The first wave of major generative AI tools were trained primarily on “publicly available” data – whatever data they could glean from the internet. Now, sources of training data are increasingly limiting access and requiring licensing agreements. As the search for additional data sources intensifies, new licensing startups are emerging to keep source material supplied.
The Dataset Provider Alliance, an industry group that formed this summer, wants to make the AI industry more standardized and fair. To that end, it released a position paper outlining its stance on key AI-related issues. The alliance is made up of seven AI licensing companies (with at least five new members expected to be announced in the fall), including music copyright management company Rightsify, Japanese stock photo marketplace Pixta, and generative AI copyright licensing startup Calliope Networks.

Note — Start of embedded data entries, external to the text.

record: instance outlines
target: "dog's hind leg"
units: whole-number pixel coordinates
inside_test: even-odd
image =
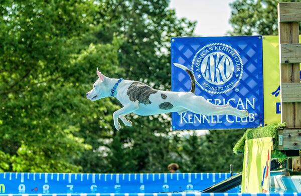
[[[114,120],[114,126],[117,130],[121,128],[120,124],[118,121],[118,118],[120,116],[124,116],[132,112],[139,108],[138,101],[130,103],[113,114],[113,120]],[[122,121],[123,122],[123,121]]]
[[[119,116],[119,118],[120,118],[121,121],[123,122],[124,124],[128,126],[133,126],[132,122],[128,120],[125,118],[124,115],[120,115]]]
[[[215,105],[207,101],[202,96],[189,96],[189,102],[183,102],[183,106],[194,113],[204,115],[230,114],[239,117],[249,116],[247,110],[241,110],[227,104]]]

The DPA encourages an opt-in system, meaning data will only be used with explicit consent from creators and rights holders. This is a significant departure from how most large AI companies operate: Some have developed their own opt-out systems, placing the burden on data owners to back out of work on a case-by-case basis, and some don’t offer an opt-out at all.
The DPA wants its members to adhere to the opt-in rules, which it sees as a much more ethical approach. “Artists and creators should be on board,” says Alex Vestal, CEO of Rightsify and music data licensing company Global Copyright Exchange, which is spearheading the effort. Vestal sees the opt-in as both a moral and pragmatic approach. “Selling publicly available data sets is one of those things that gets you sued and discredited.”
Ed Newton-Rex, a former AI executive who now runs the ethical AI nonprofit Fairy Training, said the opt-out is “fundamentally unfair to creators,” adding that some may not even know when the opt-out is offered. “It’s especially good that the DPA is asking for opt-in,” he said.
Shane Longpre, leader of the Data Provenance Initiative, a volunteer group that audits AI datasets, thinks the DPA should be commended for its efforts to ethically source data, but worries that implementing an opt-in standard would be difficult, given the vast amounts of data most modern AI models require. “In this regime, you’re either short on data or you’re paying too much,” he says. “Only a handful of companies, probably the big tech companies, will be able to afford to license all that data.”
In the paper, the DPA argues against government-mandated licensing, instead arguing for a “free market” approach in which data creators and AI companies negotiate directly. Other guidelines are more detailed. For example, the coalition proposes five potential compensation structures to ensure creators and rights holders are paid appropriately for their data, including subscription-based models, “usage-based licenses” (where a fee is paid per use), and “outcome-based” licenses (where royalties are tied to profits). “These could be applied to everything from music to images to film to TV to books,” Bestall says.